The clear starry night sky with its half lemon of a moon is indeed magical but even the romance of the midnight hour cannot disguise the ugliness of this suburban station with its asphalt platforms, its rubbish strewn gravel car park, and the barbed wire fence hung with shreds of plastic.  Twice we see rats scurrying around on the tracks.

At long last, its 12.45. The last train has gone and it’s time to pack up the buses and signs. But the flag man is still there standing by the tracks with his lantern.  This is because of “ghost trains” – unscheduled empty trains that are moved about the system in order to be in place for Monday morning’s rush hour.  He will be there standing by there until the workers finish at 3 am.

 

The girl without pants

On a freezing day of sheeting rain, a dark-haired young woman without shoes gets off the 1.44 train. Not only are her feet bare, but so are her legs. I can’t tell if she’s wearing anything on her bottom half. The shirt and hoodies she’s wearing covers her down to the top of her thighs.
I greet her thinking she might be one of the clients of the youth mental health service nearby and in need of directions.
“I’m hungry,” is all she says.
Figuring she needs it more than me, I give her the chocolate bar I have squirreled away for my afternoon treat. I can think of a number of reasons why a young woman would be out in cold rain with no pants or shoes on and none of them are good. She eats it and proceeds to wander around outside the station. After a while she comes back with a cigarette butt she’s picked up outside and asks me for a light which I can’t give her. She tells me she is off to another youth health service in the city. I am much relieved. Hopefully she can get the care she clearly needs there.
If she gets there o.k.
The train is late and for a long time she stands on the edge of the platform staring grimly into the pit. She’s calm – not agitated. Stoned? In shock? The Boss is visiting and she starts to get worried. So do a number of the other people on the platform, many of whom have children in tow. Everyone is watching as the Boss approaches the girl, asks her to come away from the edge and is told, “Don’t treat me like a Fucking Child!”
At this the Boss goes inside and rings Control.

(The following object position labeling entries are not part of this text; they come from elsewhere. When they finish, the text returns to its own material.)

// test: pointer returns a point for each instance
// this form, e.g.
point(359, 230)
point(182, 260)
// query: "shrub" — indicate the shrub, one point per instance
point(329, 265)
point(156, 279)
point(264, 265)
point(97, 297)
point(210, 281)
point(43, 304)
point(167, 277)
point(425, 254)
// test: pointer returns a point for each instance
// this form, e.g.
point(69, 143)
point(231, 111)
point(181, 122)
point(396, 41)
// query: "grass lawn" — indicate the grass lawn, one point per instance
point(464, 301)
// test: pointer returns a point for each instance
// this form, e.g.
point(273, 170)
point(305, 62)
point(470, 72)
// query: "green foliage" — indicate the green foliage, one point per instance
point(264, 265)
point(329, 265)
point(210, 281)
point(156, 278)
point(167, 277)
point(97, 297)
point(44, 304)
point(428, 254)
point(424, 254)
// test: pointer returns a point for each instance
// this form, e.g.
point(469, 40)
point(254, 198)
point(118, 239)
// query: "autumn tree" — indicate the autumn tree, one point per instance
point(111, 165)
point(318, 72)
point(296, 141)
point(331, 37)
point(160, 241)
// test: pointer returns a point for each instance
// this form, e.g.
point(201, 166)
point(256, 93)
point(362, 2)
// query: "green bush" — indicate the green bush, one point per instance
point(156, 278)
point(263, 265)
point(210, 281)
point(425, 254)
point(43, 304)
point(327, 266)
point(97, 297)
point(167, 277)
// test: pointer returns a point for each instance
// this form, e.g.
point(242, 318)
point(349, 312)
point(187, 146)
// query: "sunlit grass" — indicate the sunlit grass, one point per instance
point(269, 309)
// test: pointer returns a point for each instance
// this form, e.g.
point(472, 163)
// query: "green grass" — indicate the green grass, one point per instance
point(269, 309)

The driver is told to come in slow and on the lookout.
As the train creeps in the young woman leaves the coping and walks away down the platform. I shadow her ready to pull her back if need be.
But the train stops without incident and she gets calmly into it. To go where? I wish I knew.
Later that day I ring the place she said she was going, but I only get answering machines. I hope she’s alright. I wish there was more I could have done.

The return of the comfy couch

This Friday, four youths got out of the rear carriage of the 12.44 carrying two couches (yes furniture!) between them.  Ignoring me (I was right down the front of the train) they proceeded to carry the two couches off the rear end of the platform and up the cutting behind.  When I went inside to report it to the control room, I found the driver had already reported them.

This cutting already has a long history of couches and comfy chairs. For who knows how long, a group of young guys used to hang out among the bushes up there on a collection of broken down chairs with a table with ashtray. Not ideal but they were well clear of the trains even if they were trespassing on railway property.  But then said youths started throwing stones at the passing trains and jumping out in front of them.  The “vaster than empires and more slow” might of Metro ground into action.  For a couple of weeks, police and security guards visited and kept watch regularly. Very exciting stuff! (which I might add I was completely left out of) One evening during rush hour they swooped and arrested two of the youths.

A halt was called to the train services while these two young men were marched along the tracks in handcuffs past a rush hour platform full of commuters who must have known they were the reason their train was late.  Death Stares all round.

After that a cleaning crew came and tidied away the chairs and table.

So what I was witnessing on Friday was the resurrection of the cubby.  No doubt another battle of wills will ensue between the unstoppable force of bored young men and the immovable might of Metro.  And dammit, I’m on annual leave and will miss the whole thing.